The interview lasted for more than three hours. Afterward, Judice contacted the manufacturer of the magnetic cases, who confirmed that they had only shipped three cases to Louisiana, all of which went to Knight Oil Tools. Judice also listened to the anonymous calls made to the Lafayette Metro Narcotics Task Force the day of Bryan’s arrest. He tracked the officers’ cell-phone location data, which corroborated Manuel’s claims. Judice also obtained the GPS data, which showed that, after Bryan’s arrest, Manuel brought the device — which was still tracking — back to his house. “I don’t get surprised no more,” he said. “This is South Louisiana, and we were dealing with a man worth hundreds of millions of dollars.” On the other hand, Judice said, “he set his brother up and wanted his brother to go to jail. How sucky is that?”

Mark and the two cops were arrested, and by the time Mark’s trial date was scheduled, Knight Oil Tools had collapsed. Between 2012 and 2016, the price of oil fell by nearly 65 percent and the nearly billion-dollar family dynasty quickly buckled under the weight of its debt obligation, which was cited at between $100 million and $500 million. The company had been through two new CEOs since Mark’s arrest, neither of whom lasted more than a year, and was also fielding fresh lawsuits, including one alleging that Mark had failed to pay the bill for his private jet.

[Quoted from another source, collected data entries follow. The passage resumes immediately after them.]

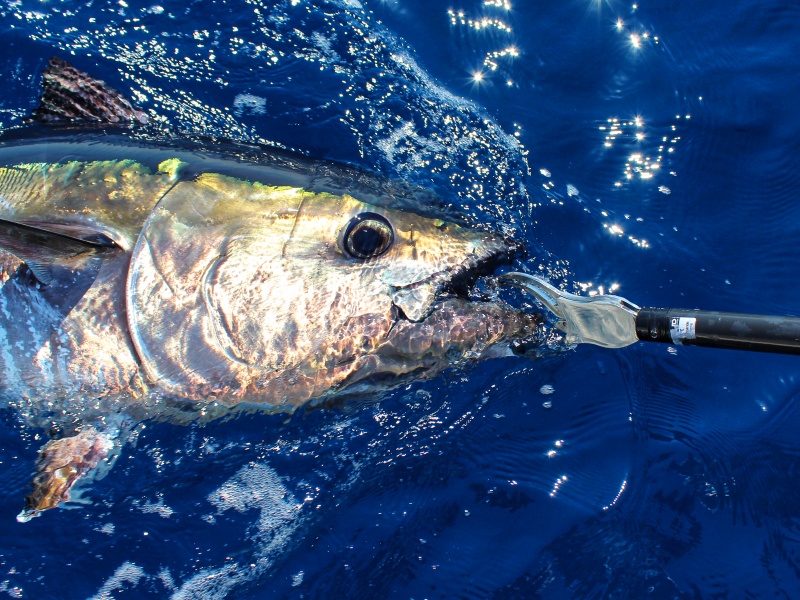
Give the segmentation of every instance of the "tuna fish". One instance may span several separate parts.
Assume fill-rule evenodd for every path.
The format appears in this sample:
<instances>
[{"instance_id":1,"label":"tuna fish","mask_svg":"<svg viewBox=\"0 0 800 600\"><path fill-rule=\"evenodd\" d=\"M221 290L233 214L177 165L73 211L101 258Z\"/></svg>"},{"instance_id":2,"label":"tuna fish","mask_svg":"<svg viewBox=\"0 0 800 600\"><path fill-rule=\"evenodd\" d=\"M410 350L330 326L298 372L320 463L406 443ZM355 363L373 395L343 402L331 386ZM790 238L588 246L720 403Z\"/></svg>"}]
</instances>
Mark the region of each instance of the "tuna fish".
<instances>
[{"instance_id":1,"label":"tuna fish","mask_svg":"<svg viewBox=\"0 0 800 600\"><path fill-rule=\"evenodd\" d=\"M66 63L45 84L39 120L146 118ZM132 423L379 396L537 333L469 296L520 247L416 188L266 148L66 133L0 139L0 390L58 433L20 521Z\"/></svg>"}]
</instances>

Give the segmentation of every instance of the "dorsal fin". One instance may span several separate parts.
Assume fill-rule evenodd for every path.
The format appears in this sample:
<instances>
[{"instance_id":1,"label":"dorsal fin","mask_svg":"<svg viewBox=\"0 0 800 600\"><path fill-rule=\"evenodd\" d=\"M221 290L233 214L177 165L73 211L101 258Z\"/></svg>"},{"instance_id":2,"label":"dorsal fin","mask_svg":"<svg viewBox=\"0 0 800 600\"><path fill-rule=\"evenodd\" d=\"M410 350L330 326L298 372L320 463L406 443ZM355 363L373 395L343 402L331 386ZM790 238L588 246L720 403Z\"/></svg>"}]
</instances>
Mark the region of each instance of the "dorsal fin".
<instances>
[{"instance_id":1,"label":"dorsal fin","mask_svg":"<svg viewBox=\"0 0 800 600\"><path fill-rule=\"evenodd\" d=\"M147 123L147 116L104 81L57 56L44 70L41 104L29 121L39 123Z\"/></svg>"},{"instance_id":2,"label":"dorsal fin","mask_svg":"<svg viewBox=\"0 0 800 600\"><path fill-rule=\"evenodd\" d=\"M36 279L45 285L53 281L53 267L69 267L78 257L94 256L117 247L106 234L90 232L88 228L64 226L64 230L80 231L80 238L52 229L0 219L0 248L23 261Z\"/></svg>"}]
</instances>

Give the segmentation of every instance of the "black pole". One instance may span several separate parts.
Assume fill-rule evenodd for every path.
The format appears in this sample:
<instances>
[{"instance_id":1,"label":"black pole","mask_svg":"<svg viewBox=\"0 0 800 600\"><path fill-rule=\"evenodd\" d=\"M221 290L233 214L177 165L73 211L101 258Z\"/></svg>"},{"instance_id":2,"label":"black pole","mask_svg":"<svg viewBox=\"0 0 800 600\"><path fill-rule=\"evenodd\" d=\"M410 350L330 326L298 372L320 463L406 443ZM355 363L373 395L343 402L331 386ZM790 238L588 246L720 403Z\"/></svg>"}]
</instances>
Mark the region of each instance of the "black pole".
<instances>
[{"instance_id":1,"label":"black pole","mask_svg":"<svg viewBox=\"0 0 800 600\"><path fill-rule=\"evenodd\" d=\"M800 317L642 308L636 335L648 342L800 354Z\"/></svg>"}]
</instances>

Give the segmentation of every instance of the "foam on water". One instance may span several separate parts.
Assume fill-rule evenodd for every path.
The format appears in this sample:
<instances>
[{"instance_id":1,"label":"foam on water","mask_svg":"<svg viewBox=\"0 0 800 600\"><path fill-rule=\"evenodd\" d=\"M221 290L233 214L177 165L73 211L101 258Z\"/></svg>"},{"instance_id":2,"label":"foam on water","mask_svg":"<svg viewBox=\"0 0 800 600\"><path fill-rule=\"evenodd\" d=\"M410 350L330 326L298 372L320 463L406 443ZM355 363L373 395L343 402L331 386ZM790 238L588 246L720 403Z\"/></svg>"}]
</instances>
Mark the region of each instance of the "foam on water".
<instances>
[{"instance_id":1,"label":"foam on water","mask_svg":"<svg viewBox=\"0 0 800 600\"><path fill-rule=\"evenodd\" d=\"M275 556L286 550L299 526L303 506L284 486L274 469L263 463L241 468L206 500L216 508L215 515L228 510L258 511L248 537L255 545L249 564L227 564L203 569L175 591L172 598L225 598L236 587L257 579L272 565Z\"/></svg>"}]
</instances>

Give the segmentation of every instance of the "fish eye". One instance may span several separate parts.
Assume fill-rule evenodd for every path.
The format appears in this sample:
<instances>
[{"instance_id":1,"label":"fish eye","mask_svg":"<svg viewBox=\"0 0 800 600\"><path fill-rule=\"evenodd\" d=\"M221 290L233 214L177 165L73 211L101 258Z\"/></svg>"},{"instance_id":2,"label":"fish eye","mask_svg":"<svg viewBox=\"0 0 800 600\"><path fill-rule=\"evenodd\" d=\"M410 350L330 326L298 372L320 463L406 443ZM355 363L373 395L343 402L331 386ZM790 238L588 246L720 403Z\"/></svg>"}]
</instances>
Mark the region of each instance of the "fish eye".
<instances>
[{"instance_id":1,"label":"fish eye","mask_svg":"<svg viewBox=\"0 0 800 600\"><path fill-rule=\"evenodd\" d=\"M386 252L394 242L394 231L386 218L365 212L350 219L344 228L339 246L352 258L375 258Z\"/></svg>"}]
</instances>

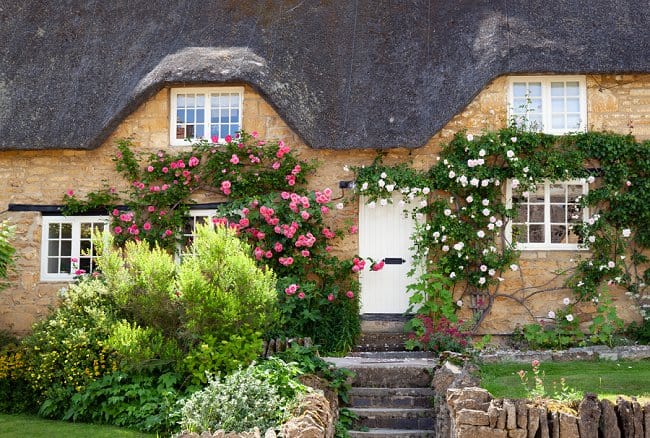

In August 2017, the company filed for Chapter 11 bankruptcy. In December, Clearlake Capital, a private investment firm from California that had been watching the company’s demise from afar, purchased the debt at a discount and acquired a majority stake in the business. As part of the restructuring, however, the Knight siblings reduced their individual stakes in the company to 5 percent each, cutting their net worth by an estimated 85 percent. What was once worth over $100 million for each sibling was now worth, at most, $15 million.

Mark’s trial was scheduled for August 2018, but less than a week before it was to begin, he pleaded no contest to corrupt influencing and public bribery. The two cops also pleaded guilty to their charges — Kinch to corrupt influencing and public bribery and Jackson to malfeasance. On February 6, 2019, Mark, who had been living at his Pebble Beach mansion since being indicted, entered the Lafayette Parish Courthouse to be sentenced: one year in the parish jail, to be served starting the following week, with the caveat that he was eligible for an alternative-sentencing program. He’d spend one day in jail, then be sent home wearing an ankle monitor.

Bryan had declined to come to the sentencing. Instead, he woke up that morning at his mother’s house and watched television for a little while. Then he took a shower, put on some clothes, and went to work.